AMHERST, Mass. – The surprise discovery of the fossilized skull of a 66- to 70-million-year-old, groundhog-like creature on Madagascar has led to new analyses of the lifestyle of the largest known mammal of its time by a team of specialists including biologist Elizabeth Dumont at the University of Massachusetts Amherst, an expert in jaw structure and bite mechanics.
The skull of this animal, named Vintana sertichi, was found in a geological formation deposited when a great variety of dinosaurs roamed the earth. With a skull that is almost five inches (125 mm) long, it was double the size of other mammals from the southern supercontinent, Gondwana, during the Age of Dinosaurs.

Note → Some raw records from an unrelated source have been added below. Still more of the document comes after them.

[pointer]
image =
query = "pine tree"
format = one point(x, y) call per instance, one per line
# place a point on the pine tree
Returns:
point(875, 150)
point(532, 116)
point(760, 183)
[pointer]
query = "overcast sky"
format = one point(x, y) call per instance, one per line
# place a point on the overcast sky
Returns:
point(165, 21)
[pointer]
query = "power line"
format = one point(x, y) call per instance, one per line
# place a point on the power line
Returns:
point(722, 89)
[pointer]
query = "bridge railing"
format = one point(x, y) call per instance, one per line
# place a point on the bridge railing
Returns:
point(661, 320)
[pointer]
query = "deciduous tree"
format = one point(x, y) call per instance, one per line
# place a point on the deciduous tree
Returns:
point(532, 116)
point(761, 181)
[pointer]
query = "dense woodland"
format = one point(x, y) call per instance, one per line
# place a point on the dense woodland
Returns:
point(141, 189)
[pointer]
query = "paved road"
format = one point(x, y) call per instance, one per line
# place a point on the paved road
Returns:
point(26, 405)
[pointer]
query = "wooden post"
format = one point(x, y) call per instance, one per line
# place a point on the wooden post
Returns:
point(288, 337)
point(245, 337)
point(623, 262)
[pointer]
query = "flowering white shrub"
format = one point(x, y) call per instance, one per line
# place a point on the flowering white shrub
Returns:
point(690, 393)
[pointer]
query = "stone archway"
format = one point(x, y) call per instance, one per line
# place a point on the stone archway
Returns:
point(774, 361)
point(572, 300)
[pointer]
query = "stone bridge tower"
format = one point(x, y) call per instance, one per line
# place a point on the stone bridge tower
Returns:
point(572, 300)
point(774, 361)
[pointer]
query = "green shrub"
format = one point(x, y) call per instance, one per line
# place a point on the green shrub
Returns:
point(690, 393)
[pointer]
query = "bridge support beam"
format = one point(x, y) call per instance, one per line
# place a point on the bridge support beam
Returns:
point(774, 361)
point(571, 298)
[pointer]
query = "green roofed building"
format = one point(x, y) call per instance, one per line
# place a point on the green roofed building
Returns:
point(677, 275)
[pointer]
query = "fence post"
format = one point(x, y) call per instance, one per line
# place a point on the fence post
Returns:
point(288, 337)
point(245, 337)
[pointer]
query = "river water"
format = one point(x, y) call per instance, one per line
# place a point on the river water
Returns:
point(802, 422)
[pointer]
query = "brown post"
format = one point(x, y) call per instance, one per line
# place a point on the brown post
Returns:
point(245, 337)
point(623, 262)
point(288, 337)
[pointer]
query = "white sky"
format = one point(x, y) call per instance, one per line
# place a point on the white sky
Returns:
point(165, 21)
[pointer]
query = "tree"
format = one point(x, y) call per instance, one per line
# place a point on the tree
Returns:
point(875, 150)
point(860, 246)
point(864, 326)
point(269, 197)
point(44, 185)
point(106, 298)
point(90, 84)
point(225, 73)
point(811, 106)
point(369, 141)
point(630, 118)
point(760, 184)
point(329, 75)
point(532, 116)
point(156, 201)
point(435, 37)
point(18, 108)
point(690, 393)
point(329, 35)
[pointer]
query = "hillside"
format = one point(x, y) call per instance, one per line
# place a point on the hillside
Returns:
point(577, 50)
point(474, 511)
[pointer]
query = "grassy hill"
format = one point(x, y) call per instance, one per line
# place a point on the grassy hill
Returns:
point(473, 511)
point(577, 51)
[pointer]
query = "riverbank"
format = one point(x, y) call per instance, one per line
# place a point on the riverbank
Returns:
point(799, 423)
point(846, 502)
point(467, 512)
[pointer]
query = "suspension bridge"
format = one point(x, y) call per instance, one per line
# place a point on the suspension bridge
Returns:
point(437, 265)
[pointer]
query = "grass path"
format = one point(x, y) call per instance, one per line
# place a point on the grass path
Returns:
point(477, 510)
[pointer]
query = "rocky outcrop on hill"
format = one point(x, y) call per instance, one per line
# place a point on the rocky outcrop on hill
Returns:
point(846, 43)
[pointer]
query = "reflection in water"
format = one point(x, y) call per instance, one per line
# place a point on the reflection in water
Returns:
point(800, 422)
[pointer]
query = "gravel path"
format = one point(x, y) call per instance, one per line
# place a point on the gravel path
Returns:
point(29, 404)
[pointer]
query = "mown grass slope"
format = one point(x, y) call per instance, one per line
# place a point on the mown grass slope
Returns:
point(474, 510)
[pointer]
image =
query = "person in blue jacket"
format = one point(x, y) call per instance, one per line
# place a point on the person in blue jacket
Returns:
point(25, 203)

The authors estimate a body mass of about 20 lbs. (9 kg). Findings appear in the current issue of Nature.
The well-preserved skull allows a wealth of insights into the life habits and relationships of early mammals of the Upper Cretaceous age, Dumont says. "My part in this huge interdisciplinary effort was to reconstruct the skull and model the mechanics of chewing and estimate the animal's ability to eat different kinds of foods."
Dumont and her assistant Dan Pulaski reconstructed the cranium from CT scans by painstakingly moving bone fragments back into place and filling in missing bone with mirror images of the same bone from the other side of the skull. Dumont reconstructed the chewing muscles based on comparison to living rodents and used engineering-based models to predict how the jaws moved and how hard the animal could bite.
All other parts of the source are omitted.